There has been only one other study on antioxidant activity related to other Phagnalon species. In that study, Góngora et al. (2003) described xanthine oxidase inhibitory activity of the caffeoyl conjugates of prenylhydroquinone glucoside and quinic acid isolated from P. rupestre. In the conclusion of this study, the authors stated that the caffeoyl moiety is vital for both the antiperoxidative and radical-scavenging activities, and the methylation of the quinic carboxyl group enhanced the effectiveness on xanthine oxidase inhibitory activity.

Although various derivatives of phenolic compounds were identified in different Phagnalon species (Hausen and Schultz 1977; Góngora et al. 2001, 2002a, b, 2003; Olmos et al. 2005), none of the phenolic acids (ferulic and o-coumaric acids), that we identified in P. graecum, has been reported to exist in other Phagnalon species up to date.

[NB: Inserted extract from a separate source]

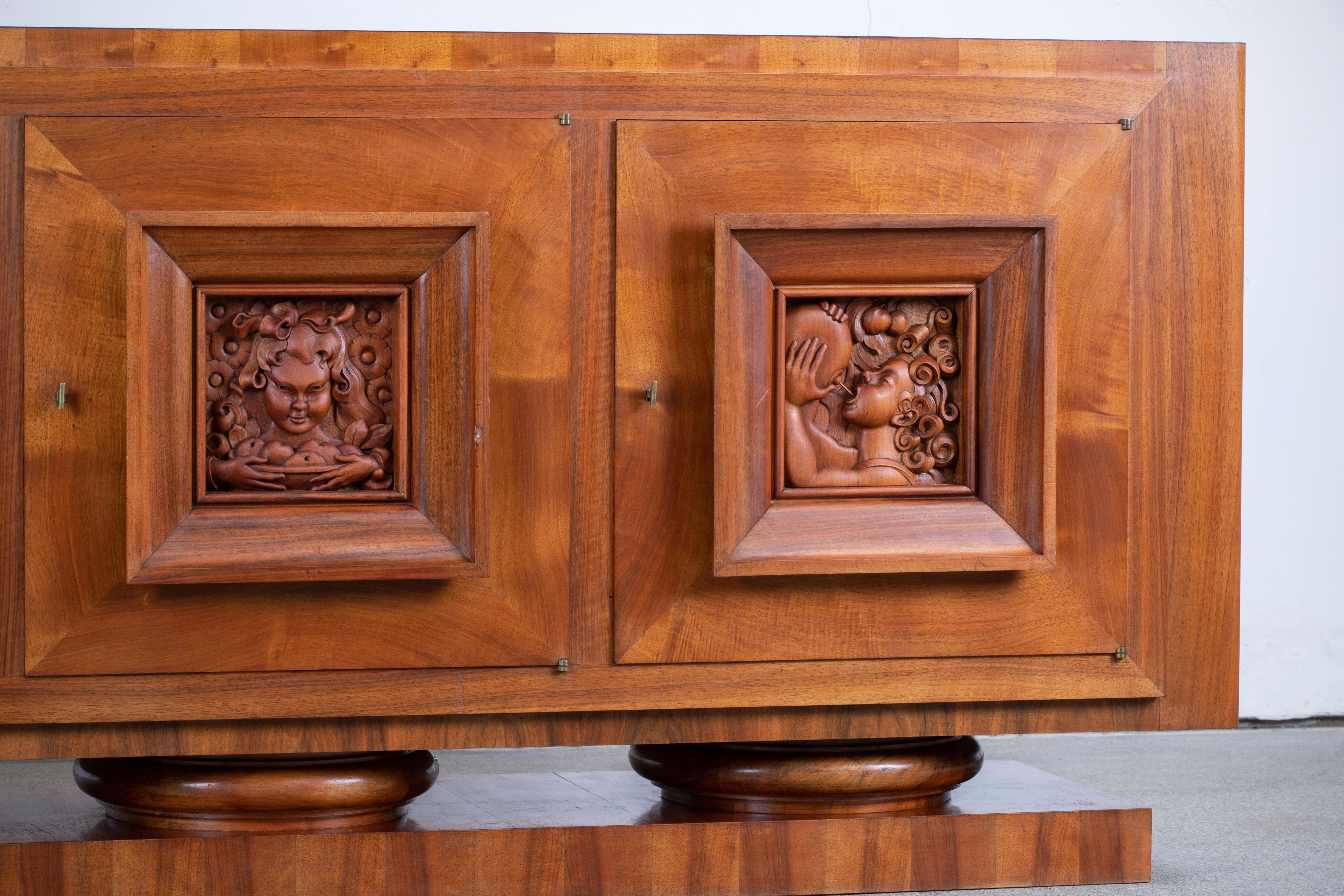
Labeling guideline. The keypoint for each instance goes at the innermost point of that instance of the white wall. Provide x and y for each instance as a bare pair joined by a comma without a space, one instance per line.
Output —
1292,496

Among all species of Phagnalon, only the essential oil composition of Phagnalon sordidum was elucidated (Salgues 1953), which was dominated by α-pinene and azulogenene, a sesquiterpene derivative commonly found in roman chamomile. Conversely, the essential oil of P. graecum examined herein did not contain azulogenene and a quite low amount of α-pinene (0.2%) (Table 3).

Conclusion

Our results on enzyme inhibitory and antioxidant activities of P. graecum indicated that the plant has a strong antioxidant activity and quite prosperous in total phenol and flavonoid contents, which can be considered to be a rich source of potential antioxidants. The water extract having moderate AChE inhibitory activity may be considered to be tested for further phytochemical analysis in order to elucidate its possible active constituents. To the best of our knowledge, we herein report the first study describing AChE, BChE, LOX, and TYRO enzyme inhibitory and antioxidant activities of P. graecum as well as its phenolic content and essential oil composition.